The Office of the Chief Administrative Hearing Officer (“OCAHO”) recently issued a Final Decision and Order assessing $228,300 in civil penalties against M&D Masonry, Inc. (“M&D”), a Georgia masonry contractor who failed to properly complete Form I-9’s for over 300 employees. The Form I-9 is the government form that an employer is required to complete on every new employee as part of the process of verifying that the employee is legally authorized to work in the United States.
This case arose in 2010 after a hiring foreman for M&D was quoted in an Atlanta Journal Constitution article as saying that the company was employing unauthorized workers on a project at the Atlanta airport. The Department of Homeland Security, Immigration and Customs Enforcement (“ICE”) then commenced a worksite enforcement investigation and, in May 2010 issued a Notice of Inspection seeking the Form I-9’s and other employment records for the current and former employees of M&D going back to May 2007.
At the conclusion of its investigation, ICE issued a Notice of Intent to Fine to M&D and then filed a complaint with OCAHO alleging that M&D had committed Form I-9 violations with respect to 364 individual employees. Specifically, ICE claimed that M&D had failed to prepare or present any Form I-9’s with respect to 87 employees. ICE also alleged that, in 277 other instances, the Form I-9’s were defective, either because M&D had failed to ensure that the employee had properly completed Section 1 of the Form I-9, or because M&D had itself failed to properly complete Section 2. ICE claimed that all of these violations were substantive Form I-9 violations (which, by statute, can result in penalties ranging from $110 to $1100 per individual) rather than technical or procedural infractions. Notably, however, ICE did not allege that M&D had engaged in the more serious violation of knowingly hiring or employing unauthorized workers.
ICE ultimately withdrew its allegations with respect to 25 of the 364 employees because those 25 employees had been terminated by M&D prior to ICE’s May 2010 inspection. ICE then moved for summary disposition of its complaint, granted only when there are no “triable issues of material fact”, requesting that the OCAHO Administrative Law Judge (“ALJ”) impose a civil penalty of $981.75 against M&D for each of the remaining 339 alleged violations, totaling $332,813.25 in fines. M&D vigorously opposed ICE’s motion, arguing that there were triable issues of fact both as to the alleged violations and the monetary penalties sought.
On March 11, 2014, the ALJ issued a Final Decision and Order, holding M&D liable for 338 of the 339 violations, including violations for 252 defective Form I-9’s and for 86 instances where the Form I-9 was simply missing.

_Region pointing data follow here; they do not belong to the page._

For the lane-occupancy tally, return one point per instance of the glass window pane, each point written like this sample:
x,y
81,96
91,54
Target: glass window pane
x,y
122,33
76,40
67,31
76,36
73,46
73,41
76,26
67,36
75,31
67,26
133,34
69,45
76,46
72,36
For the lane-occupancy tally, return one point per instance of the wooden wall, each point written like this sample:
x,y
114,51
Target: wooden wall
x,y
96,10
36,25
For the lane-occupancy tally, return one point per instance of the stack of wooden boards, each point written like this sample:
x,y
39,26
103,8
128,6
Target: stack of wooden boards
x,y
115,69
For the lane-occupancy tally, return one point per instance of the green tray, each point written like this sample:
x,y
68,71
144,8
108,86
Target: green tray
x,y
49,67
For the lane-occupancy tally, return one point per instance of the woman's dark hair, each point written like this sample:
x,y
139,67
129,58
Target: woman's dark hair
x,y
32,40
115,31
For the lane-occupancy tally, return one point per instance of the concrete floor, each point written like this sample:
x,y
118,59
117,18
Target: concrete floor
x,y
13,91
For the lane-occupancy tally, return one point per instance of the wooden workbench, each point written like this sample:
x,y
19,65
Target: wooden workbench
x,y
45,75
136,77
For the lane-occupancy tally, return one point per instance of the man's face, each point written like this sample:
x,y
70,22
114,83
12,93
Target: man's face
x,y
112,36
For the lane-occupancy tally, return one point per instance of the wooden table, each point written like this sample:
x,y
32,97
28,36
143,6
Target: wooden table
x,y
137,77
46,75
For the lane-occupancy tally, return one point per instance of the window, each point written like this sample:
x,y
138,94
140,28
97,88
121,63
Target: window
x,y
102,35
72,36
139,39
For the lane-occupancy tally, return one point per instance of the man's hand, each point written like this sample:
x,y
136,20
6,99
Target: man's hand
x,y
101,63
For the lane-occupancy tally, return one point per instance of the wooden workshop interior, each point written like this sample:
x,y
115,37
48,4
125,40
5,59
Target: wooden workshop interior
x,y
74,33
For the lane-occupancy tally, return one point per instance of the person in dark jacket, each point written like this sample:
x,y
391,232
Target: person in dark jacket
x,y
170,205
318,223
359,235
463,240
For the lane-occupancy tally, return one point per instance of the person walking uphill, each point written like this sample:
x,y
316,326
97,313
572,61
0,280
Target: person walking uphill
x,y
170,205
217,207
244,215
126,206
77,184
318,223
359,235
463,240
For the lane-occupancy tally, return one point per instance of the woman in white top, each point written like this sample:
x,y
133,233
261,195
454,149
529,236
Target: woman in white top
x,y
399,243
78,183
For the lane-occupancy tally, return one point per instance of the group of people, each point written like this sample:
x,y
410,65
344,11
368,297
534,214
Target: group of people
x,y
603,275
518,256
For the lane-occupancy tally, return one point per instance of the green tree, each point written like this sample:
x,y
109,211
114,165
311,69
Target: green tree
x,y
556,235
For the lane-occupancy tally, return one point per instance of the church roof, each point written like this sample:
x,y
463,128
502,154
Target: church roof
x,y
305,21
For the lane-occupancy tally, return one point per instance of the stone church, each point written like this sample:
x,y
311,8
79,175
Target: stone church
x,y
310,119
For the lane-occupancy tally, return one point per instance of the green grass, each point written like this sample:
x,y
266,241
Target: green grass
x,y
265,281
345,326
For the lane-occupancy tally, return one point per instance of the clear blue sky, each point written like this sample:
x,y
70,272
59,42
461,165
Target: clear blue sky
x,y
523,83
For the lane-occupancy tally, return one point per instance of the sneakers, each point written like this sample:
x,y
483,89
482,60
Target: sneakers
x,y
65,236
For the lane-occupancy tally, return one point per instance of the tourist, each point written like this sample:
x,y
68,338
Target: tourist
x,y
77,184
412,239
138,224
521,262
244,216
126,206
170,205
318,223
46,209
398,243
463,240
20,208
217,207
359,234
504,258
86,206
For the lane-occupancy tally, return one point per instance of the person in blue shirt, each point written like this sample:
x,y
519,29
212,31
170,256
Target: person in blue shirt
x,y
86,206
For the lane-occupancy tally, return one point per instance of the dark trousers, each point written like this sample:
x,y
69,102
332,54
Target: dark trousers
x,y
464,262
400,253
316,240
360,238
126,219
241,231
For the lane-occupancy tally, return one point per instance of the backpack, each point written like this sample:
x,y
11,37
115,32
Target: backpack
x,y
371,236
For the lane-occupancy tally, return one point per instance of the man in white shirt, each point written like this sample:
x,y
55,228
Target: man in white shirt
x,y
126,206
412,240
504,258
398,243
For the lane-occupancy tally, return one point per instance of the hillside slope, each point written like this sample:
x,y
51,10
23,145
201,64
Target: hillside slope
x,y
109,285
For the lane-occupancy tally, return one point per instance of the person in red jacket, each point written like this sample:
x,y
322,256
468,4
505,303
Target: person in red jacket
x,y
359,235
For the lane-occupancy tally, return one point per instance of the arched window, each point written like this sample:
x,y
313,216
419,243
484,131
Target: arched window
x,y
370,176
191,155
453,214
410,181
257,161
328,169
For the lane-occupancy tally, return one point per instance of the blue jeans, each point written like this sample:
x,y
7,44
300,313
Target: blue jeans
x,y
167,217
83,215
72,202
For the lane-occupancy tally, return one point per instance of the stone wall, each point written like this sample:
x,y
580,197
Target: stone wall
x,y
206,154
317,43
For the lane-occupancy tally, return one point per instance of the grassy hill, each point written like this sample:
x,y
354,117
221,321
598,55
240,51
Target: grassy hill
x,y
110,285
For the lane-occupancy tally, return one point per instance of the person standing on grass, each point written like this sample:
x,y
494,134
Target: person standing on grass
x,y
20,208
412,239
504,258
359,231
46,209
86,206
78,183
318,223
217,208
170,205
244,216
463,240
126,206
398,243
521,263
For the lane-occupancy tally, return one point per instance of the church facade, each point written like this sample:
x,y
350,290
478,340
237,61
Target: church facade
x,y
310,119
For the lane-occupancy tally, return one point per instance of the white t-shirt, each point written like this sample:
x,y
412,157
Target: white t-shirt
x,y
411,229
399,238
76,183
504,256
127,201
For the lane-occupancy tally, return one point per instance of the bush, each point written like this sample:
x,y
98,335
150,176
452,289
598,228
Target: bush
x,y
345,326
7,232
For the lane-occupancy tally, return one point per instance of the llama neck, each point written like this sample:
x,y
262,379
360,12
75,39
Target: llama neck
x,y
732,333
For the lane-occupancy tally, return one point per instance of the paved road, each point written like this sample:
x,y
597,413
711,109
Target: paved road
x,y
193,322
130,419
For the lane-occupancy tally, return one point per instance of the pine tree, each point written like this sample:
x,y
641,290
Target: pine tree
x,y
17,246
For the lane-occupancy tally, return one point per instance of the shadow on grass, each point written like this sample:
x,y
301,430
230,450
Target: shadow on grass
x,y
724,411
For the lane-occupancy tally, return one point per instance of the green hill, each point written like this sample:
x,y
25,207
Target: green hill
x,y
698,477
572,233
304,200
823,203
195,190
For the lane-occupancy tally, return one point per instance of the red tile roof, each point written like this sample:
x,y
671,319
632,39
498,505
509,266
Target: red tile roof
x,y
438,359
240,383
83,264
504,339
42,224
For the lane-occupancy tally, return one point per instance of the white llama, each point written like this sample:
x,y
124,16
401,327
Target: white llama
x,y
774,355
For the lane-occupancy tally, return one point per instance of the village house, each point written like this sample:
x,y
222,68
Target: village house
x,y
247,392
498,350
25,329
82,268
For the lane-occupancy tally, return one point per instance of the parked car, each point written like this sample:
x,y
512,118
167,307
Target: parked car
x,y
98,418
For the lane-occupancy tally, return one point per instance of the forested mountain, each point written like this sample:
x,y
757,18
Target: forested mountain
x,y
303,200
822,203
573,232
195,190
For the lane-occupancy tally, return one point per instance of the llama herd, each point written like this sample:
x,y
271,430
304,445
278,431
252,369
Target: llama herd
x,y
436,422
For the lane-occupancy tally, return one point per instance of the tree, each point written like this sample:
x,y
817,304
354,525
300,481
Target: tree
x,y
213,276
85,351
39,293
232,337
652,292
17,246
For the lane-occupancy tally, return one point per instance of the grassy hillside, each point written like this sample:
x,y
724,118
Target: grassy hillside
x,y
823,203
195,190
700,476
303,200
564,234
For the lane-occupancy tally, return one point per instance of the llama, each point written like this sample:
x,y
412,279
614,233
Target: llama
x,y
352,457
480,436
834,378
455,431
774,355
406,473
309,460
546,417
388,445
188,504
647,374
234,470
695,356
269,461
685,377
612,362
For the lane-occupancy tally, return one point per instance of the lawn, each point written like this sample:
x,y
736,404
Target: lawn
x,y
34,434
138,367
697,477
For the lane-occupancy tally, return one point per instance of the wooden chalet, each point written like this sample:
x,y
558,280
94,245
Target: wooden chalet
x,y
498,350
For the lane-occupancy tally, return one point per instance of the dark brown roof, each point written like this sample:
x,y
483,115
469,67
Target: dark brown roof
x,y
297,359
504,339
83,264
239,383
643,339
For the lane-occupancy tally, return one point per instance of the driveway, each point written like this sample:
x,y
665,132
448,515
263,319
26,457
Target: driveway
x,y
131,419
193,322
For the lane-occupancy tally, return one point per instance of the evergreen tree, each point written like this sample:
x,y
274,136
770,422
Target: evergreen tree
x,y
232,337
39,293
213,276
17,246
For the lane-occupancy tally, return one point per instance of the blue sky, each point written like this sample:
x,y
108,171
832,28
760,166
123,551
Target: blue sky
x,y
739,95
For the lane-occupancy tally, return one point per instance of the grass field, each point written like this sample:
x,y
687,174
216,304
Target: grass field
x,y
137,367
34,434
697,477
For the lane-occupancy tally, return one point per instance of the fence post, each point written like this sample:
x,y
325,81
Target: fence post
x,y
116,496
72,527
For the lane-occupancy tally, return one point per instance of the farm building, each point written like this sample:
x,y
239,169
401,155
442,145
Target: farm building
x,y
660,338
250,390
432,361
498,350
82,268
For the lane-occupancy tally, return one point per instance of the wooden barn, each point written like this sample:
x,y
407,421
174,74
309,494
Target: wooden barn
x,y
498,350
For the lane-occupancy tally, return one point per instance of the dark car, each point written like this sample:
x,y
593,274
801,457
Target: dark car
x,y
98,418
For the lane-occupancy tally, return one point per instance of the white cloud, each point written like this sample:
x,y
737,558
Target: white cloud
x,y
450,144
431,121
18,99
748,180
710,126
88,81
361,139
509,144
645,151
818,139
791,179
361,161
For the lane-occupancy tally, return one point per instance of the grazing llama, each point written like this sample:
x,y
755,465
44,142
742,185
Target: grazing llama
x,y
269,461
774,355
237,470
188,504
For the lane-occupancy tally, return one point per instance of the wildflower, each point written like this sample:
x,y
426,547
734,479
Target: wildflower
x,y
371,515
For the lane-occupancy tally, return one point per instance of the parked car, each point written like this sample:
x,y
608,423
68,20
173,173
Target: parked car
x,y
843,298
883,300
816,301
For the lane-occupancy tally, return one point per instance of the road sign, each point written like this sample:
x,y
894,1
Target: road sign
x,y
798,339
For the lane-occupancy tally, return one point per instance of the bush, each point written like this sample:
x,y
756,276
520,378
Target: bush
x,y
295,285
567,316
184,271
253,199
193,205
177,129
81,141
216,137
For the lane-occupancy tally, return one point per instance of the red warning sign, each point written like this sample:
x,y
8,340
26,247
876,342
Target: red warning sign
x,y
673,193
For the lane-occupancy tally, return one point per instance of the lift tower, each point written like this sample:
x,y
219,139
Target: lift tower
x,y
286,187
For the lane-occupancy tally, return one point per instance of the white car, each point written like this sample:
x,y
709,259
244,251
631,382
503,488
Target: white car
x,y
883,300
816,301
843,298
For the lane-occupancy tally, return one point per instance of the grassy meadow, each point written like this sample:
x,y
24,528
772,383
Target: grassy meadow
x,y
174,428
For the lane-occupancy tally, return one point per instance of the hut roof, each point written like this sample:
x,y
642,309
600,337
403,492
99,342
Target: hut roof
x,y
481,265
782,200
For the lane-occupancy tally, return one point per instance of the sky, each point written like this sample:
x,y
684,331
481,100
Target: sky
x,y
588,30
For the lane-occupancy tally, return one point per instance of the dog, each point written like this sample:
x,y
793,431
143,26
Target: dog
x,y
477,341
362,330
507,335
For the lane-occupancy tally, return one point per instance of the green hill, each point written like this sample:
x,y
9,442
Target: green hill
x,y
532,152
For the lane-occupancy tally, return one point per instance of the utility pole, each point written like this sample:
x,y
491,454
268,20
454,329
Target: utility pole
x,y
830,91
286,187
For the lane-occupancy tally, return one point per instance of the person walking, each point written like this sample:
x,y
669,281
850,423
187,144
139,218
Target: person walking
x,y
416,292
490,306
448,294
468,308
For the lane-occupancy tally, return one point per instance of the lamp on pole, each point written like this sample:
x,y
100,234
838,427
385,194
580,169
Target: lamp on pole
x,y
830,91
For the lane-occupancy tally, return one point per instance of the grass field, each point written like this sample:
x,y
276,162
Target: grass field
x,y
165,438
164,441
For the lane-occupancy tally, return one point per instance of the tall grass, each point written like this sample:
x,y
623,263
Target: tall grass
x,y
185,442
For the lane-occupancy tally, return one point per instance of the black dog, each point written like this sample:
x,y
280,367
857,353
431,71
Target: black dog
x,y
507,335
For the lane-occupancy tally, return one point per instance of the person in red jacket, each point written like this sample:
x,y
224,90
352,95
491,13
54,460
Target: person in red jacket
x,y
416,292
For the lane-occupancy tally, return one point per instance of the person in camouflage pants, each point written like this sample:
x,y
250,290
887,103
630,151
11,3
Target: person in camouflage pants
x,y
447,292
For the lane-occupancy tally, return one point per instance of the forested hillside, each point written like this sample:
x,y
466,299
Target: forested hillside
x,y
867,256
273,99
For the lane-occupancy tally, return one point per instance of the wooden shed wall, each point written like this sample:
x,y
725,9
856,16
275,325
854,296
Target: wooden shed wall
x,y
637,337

The ALJ refused to assess the $332,813.25 in total penalties sought by ICE, but instead fined M&D $650 for each of the 252 defective Form I-9’s and $750 for each of the 86 missing Form I-9’s, for civil penalties totaling $228,300. M&D filed a request for administrative review, but, by Order dated April 16, 2014, the Chief Administrative Hearing Officer refused to vacate or modify the ALJ’s Final Decision and Order.
This case serves as a useful reminder about the importance of complying fully with all Form I-9 requirements – even those that may seem insignificant – during the hiring process. Although some of the violations for which M&D was penalized involved Form I-9’s that were unsigned or completely missing, others resulted from seemingly less egregious failures in completing the forms. OCHOA made clear that all of these infractions would be considered substantive Form I-9 violations for the purpose of assessing penalties against an offending employer.
This case also makes clear that, in setting the penalties for Form I-9 violations, the government has a significant amount of discretion within the $110 to $1100 range established by the Immigration Reform and Control Act of 1986 (“IRCA”), the governing statute. In assessing the penalties against M&D, the ALJ noted that IRCA requires consideration of only five factors: (1) the size of the business of the employer; (2) the good faith of the employer; (3) the seriousness of the violations; (4) whether any of the individuals involved were unauthorized; and (5) any history of previous violations by the employer. However, both the ALJ and the Chief Administrative Hearing Officer, on M&D’s request for review, indicated that other factors, such as the employer’s ability to pay and the number of violations committed, might also be taken into consideration.